Konteks National Leadership dan Peran MUI
Peresmian gedung MUI Sumbar ini juga menjadi refleksi pentingnya lembaga keagamaan dalam konteks Indonesia modern. Di tengah tantangan zaman yang semakin kompleks, peran ulama sebagai pembimbing spiritual dan moral bangsa menjadi semakin krusial.
Kehadiran Buya Anwar Abbas dari MUI Pusat menunjukkan bahwa pencapaian MUI Sumbar ini bukan hanya prestasi regional, tetapi juga menjadi inspirasi bagi MUI di daerah lain di seluruh Indonesia.
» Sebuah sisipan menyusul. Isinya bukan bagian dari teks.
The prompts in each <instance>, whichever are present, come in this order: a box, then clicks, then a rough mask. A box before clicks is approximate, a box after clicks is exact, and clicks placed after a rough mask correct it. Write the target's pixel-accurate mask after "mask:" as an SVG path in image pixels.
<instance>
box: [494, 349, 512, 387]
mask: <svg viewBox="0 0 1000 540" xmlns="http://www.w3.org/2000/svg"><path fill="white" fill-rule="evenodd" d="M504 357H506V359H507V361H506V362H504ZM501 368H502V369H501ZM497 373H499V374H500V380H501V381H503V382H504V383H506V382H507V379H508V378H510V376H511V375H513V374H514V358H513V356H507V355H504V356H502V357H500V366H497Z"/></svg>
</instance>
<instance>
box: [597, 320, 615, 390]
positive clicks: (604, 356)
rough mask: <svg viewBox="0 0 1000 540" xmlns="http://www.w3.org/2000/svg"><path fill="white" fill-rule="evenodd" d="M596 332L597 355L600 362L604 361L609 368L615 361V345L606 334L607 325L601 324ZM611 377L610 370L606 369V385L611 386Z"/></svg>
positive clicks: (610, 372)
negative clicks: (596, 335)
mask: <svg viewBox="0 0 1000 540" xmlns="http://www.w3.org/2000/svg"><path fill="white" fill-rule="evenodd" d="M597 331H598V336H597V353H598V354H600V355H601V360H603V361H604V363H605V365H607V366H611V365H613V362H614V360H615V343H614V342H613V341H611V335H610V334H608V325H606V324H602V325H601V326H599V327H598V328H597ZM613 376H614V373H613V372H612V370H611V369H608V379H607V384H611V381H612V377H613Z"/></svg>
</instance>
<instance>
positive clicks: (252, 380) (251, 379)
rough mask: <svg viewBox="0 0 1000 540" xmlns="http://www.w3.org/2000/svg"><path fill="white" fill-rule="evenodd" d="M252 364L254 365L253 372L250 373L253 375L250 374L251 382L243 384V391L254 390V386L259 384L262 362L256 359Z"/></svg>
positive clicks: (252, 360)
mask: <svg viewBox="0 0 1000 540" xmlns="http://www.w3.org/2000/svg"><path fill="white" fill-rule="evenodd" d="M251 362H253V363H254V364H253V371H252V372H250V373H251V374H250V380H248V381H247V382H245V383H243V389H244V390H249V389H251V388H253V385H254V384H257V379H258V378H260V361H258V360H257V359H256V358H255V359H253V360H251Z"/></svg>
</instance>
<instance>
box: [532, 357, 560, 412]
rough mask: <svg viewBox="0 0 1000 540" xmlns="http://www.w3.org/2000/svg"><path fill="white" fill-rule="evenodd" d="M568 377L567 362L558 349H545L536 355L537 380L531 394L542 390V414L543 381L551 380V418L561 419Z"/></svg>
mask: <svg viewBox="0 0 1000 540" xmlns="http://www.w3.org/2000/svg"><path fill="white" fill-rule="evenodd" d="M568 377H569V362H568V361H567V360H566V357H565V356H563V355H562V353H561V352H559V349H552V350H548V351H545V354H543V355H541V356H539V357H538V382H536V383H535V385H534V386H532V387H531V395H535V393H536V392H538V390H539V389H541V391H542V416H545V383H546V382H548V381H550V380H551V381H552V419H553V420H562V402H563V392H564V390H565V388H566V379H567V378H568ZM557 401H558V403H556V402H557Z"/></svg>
Religious Scholars dan Modernitas
Gedung baru MUI Sumbar membuktikan bahwa Islamic organizations di Indonesia mampu beradaptasi dengan kebutuhan zaman tanpa meninggalkan nilai-nilai fundamental. Fasilitas yang representatif akan memudahkan para ulama dalam menjalankan tugas-tugas mereka—dari kajian keagamaan (religious studies) hingga fatwa yang dibutuhkan masyarakat.
Lebih dari Sekadar Gedung
Peresmian gedung MUI Sumatera Barat pada 29 Desember 2025 adalah bukti nyata bahwa dengan komitmen, dedikasi, dan dukungan pemerintah daerah yang kuat, transformasi positif dapat terwujud dalam waktu singkat.
Dari lobi berantai hingga gedung megah Rp24 miliar, dari fasilitas tidak representatif hingga kantor modern yang layak—perjalanan MUI Sumbar adalah inspirasi bagi semua lembaga keagamaan di Indonesia.
Yang terpenting, seperti pesan Buya Gusrizal dalam pidatonya: gedung ini harus menjadi markas persatuan ulama dalam membimbing umat, bukan sekadar bangunan fisik. Karena sejatinya, “hati-hati adalah tempat bersatunya atau bercerai-berainya, dan jika hati-hati bersatu atau bercerai, maka anggota tubuh dan amal perbuatan akan mengikutinya.”
Semoga gedung MUI Sumbar menjadi pusat keberkahan, persatuan, dan pencerahan bagi masyarakat Sumatera Barat khususnya, dan Indonesia pada umumnya.